At that juncture, the tormented mind of a visibly torn Titus, the former butcher of Judea, is transformed. Titus proclaims, after considering the matter before him, that this depravity must end now; rather than vengeful application of the cruel Roman law, the principle of agape must be applied to the case before him, that the depravity of Roman society be thus transformed.
The acting at Dresden was magnificent to this effect. However, Mozart's music was essential. In this moment, as in the Requiem which Mozart was composing at that time, the revolution in composition which Mozart had made within the framework of Bach's principles of polyphony, nine years earlier, shone with full force, especially in the most crucial arias composed for the roles of Sextus and Vitellia, and in the use of the basset horn in conveying the impact of the most crucial cognitive moments in those arias.
The result: Mozart's Die Zauberflöte, composed during the same short interval, is great, but, as the popular saying of today goes, La Clemenza di Tito is "something else."

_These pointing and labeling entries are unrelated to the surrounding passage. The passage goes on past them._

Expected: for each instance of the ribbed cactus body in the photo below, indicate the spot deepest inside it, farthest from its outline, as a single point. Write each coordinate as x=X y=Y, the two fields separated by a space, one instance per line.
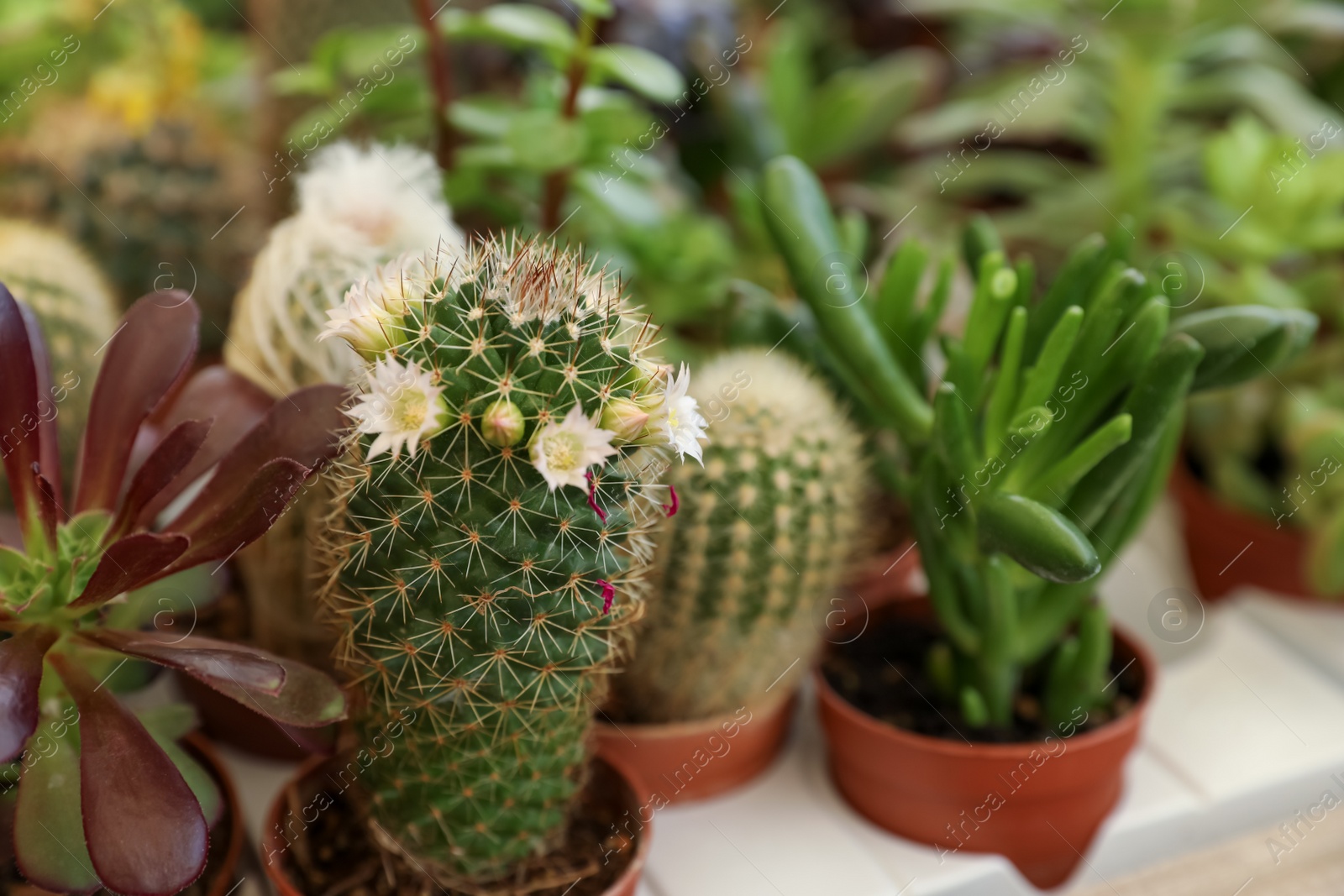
x=77 y=311
x=757 y=550
x=470 y=594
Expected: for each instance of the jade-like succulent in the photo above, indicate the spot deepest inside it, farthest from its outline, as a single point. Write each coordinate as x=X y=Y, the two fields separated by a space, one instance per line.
x=1043 y=446
x=764 y=533
x=492 y=543
x=107 y=797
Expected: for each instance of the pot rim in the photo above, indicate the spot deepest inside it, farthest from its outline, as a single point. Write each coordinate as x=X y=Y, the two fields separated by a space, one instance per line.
x=1110 y=731
x=284 y=883
x=683 y=730
x=206 y=752
x=1183 y=479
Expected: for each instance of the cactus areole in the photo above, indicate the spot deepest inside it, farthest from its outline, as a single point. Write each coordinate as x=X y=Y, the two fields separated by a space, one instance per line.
x=107 y=797
x=491 y=548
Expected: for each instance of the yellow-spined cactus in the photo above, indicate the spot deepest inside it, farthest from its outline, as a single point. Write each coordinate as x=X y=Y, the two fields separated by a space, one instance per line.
x=764 y=535
x=65 y=289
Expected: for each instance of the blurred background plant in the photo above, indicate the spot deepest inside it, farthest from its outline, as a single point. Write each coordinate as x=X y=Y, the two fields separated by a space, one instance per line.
x=125 y=127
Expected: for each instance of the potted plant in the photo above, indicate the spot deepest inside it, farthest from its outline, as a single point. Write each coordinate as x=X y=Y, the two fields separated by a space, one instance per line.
x=1046 y=443
x=107 y=797
x=746 y=574
x=1258 y=490
x=487 y=560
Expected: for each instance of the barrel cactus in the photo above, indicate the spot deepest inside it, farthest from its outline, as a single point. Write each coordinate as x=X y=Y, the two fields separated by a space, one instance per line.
x=77 y=312
x=358 y=208
x=764 y=533
x=492 y=542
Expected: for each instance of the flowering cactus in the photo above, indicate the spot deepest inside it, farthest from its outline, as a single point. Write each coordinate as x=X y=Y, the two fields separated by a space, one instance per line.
x=494 y=543
x=107 y=797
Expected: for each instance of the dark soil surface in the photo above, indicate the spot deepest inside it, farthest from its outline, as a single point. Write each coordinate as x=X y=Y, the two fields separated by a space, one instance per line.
x=335 y=856
x=884 y=674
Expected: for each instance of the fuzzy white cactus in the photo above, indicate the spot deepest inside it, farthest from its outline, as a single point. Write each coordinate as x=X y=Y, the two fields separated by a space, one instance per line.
x=358 y=211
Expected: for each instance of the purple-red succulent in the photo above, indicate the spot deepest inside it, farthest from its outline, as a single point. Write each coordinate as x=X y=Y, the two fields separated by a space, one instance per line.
x=174 y=472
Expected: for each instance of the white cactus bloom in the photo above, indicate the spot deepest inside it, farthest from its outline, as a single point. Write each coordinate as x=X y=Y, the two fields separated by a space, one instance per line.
x=401 y=406
x=682 y=422
x=373 y=315
x=564 y=452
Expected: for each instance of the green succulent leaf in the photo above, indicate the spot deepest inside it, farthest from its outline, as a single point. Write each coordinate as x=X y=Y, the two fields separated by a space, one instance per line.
x=643 y=71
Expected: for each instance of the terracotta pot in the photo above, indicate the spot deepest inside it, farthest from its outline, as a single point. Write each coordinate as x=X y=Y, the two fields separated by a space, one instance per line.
x=273 y=846
x=1230 y=547
x=891 y=575
x=1037 y=804
x=228 y=721
x=680 y=762
x=221 y=878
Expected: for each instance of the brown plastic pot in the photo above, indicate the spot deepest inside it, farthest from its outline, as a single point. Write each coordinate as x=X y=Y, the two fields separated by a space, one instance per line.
x=1229 y=547
x=687 y=761
x=226 y=720
x=275 y=846
x=893 y=575
x=1038 y=804
x=221 y=878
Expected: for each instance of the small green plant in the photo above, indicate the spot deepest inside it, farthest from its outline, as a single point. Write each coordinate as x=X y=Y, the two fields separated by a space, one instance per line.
x=763 y=537
x=108 y=797
x=1045 y=445
x=77 y=312
x=492 y=543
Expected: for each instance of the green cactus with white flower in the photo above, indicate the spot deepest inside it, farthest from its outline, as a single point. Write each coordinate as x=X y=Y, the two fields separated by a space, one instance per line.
x=492 y=542
x=765 y=531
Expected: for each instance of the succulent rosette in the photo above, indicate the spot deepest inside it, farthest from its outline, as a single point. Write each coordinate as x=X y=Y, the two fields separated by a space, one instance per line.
x=107 y=797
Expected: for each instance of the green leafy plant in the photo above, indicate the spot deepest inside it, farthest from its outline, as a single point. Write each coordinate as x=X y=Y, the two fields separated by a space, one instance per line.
x=1045 y=443
x=73 y=609
x=763 y=535
x=492 y=543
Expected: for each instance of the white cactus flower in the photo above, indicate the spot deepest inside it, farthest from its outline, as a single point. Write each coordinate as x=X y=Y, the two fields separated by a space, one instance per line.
x=373 y=316
x=402 y=407
x=682 y=422
x=564 y=452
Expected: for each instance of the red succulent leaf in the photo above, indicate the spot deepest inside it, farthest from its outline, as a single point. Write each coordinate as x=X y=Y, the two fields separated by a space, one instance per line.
x=235 y=403
x=129 y=563
x=49 y=844
x=306 y=426
x=20 y=673
x=145 y=358
x=253 y=511
x=49 y=510
x=308 y=700
x=20 y=434
x=49 y=445
x=203 y=658
x=163 y=465
x=145 y=832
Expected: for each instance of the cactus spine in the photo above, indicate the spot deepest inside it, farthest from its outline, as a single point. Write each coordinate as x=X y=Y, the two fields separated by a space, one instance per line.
x=73 y=302
x=764 y=533
x=474 y=598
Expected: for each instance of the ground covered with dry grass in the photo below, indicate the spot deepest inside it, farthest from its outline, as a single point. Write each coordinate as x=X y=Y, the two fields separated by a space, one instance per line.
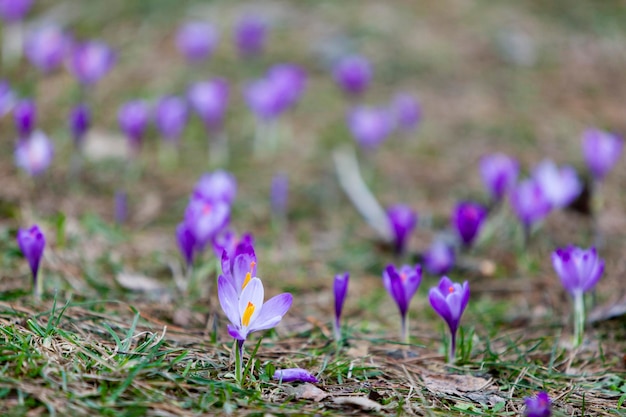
x=114 y=336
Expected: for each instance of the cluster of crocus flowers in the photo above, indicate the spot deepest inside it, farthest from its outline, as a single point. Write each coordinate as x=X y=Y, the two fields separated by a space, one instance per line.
x=449 y=300
x=401 y=284
x=579 y=270
x=32 y=243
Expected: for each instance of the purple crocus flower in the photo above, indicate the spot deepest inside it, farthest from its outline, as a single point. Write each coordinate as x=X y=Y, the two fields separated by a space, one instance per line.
x=79 y=122
x=369 y=126
x=439 y=258
x=353 y=74
x=601 y=151
x=402 y=219
x=340 y=289
x=133 y=117
x=218 y=185
x=14 y=10
x=499 y=173
x=538 y=406
x=560 y=186
x=449 y=300
x=294 y=375
x=32 y=243
x=90 y=61
x=406 y=111
x=579 y=271
x=196 y=40
x=34 y=154
x=467 y=219
x=46 y=47
x=209 y=100
x=171 y=117
x=249 y=35
x=401 y=285
x=25 y=117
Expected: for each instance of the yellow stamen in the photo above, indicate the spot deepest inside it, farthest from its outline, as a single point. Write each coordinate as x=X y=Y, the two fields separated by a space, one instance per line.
x=247 y=314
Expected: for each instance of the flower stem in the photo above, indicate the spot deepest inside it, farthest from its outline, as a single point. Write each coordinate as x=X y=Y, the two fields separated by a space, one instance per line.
x=579 y=319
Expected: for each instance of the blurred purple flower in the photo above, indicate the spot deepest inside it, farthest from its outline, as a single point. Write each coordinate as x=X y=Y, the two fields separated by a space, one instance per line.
x=369 y=126
x=196 y=40
x=406 y=111
x=449 y=300
x=401 y=284
x=32 y=243
x=209 y=100
x=25 y=117
x=467 y=220
x=249 y=35
x=171 y=117
x=538 y=406
x=402 y=219
x=34 y=154
x=79 y=122
x=499 y=174
x=560 y=186
x=46 y=47
x=90 y=61
x=14 y=10
x=601 y=151
x=439 y=258
x=353 y=74
x=133 y=117
x=294 y=375
x=340 y=290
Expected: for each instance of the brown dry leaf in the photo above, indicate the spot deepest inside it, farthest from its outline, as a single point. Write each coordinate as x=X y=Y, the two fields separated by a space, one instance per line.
x=363 y=403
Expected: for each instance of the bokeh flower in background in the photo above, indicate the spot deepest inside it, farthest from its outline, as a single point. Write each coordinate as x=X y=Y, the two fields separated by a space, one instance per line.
x=32 y=243
x=196 y=40
x=402 y=219
x=46 y=47
x=601 y=151
x=401 y=284
x=353 y=74
x=34 y=154
x=449 y=300
x=499 y=174
x=467 y=220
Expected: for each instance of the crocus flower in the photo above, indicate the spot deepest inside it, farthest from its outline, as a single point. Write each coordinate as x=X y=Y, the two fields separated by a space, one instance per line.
x=601 y=151
x=439 y=258
x=340 y=289
x=579 y=271
x=353 y=74
x=449 y=300
x=294 y=375
x=34 y=154
x=79 y=122
x=46 y=47
x=249 y=35
x=90 y=61
x=467 y=219
x=369 y=126
x=406 y=111
x=499 y=173
x=401 y=285
x=171 y=117
x=402 y=219
x=538 y=406
x=196 y=40
x=25 y=117
x=560 y=186
x=32 y=242
x=133 y=117
x=209 y=100
x=14 y=10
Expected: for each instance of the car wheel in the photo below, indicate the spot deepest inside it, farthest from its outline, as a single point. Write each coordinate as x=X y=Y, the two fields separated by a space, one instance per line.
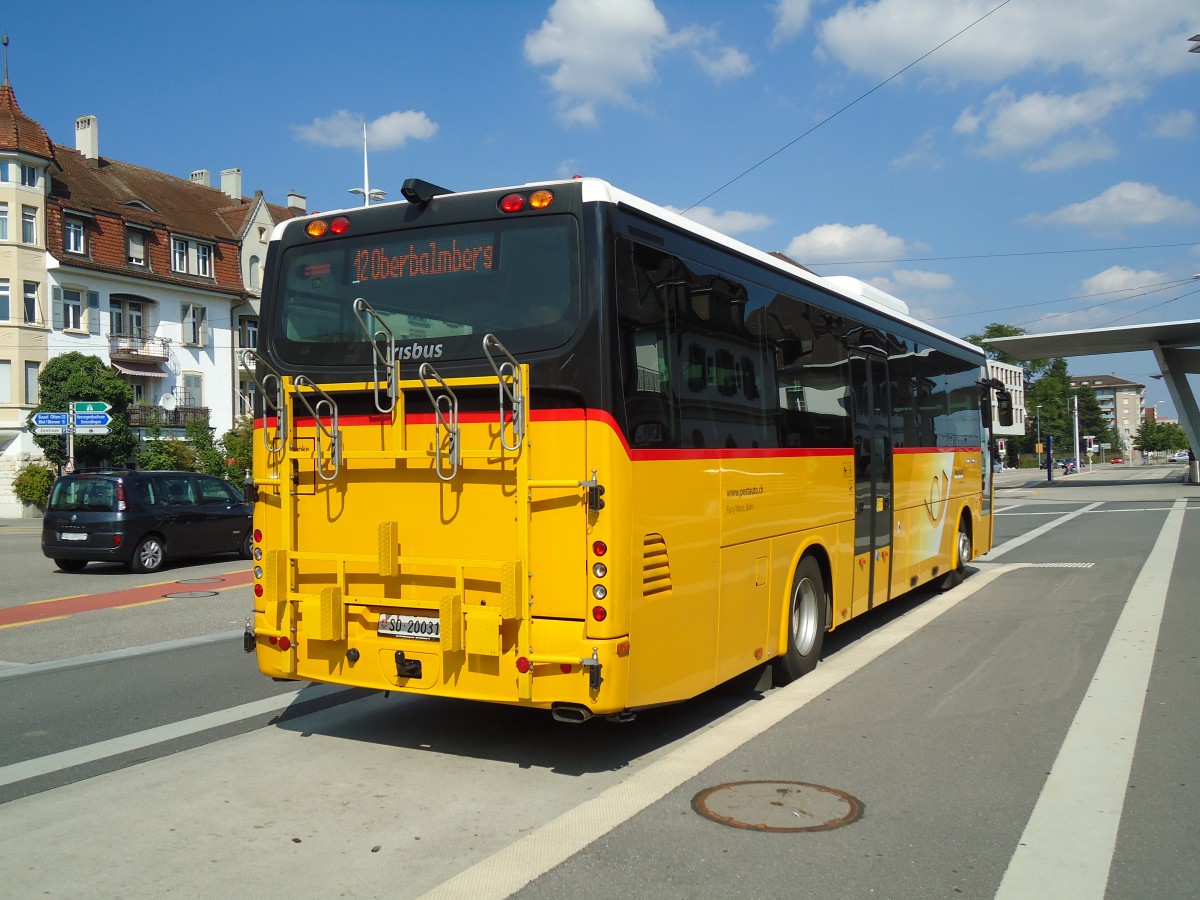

Such Classical art is indispensable for globally extended European civilization today, if nations such as the United States, are to be inspired to rise above that kind of general moral depravity, which exploded in the presently still ongoing election-crisis. Without sweeping and profound changes in the cultural habits acquired during the recent thirty-five years, the U.S. were not likely to outlive the effects of the global financial collapse now nearing its climax. Knowing what I know, and know perhaps far better than anyone in government in any part of the world, Clemenza, so performed, is essential spiritual medicine for all mankind, especially Europe and the Americas today.
[1] Cf. Steven Meyer, "Moses Mendelssohn and the Bach Tradition," and David Shavin, "Philosophical Vignettes from the Political Life of Moses Mendelssohn," Fidelio, Summer 1999.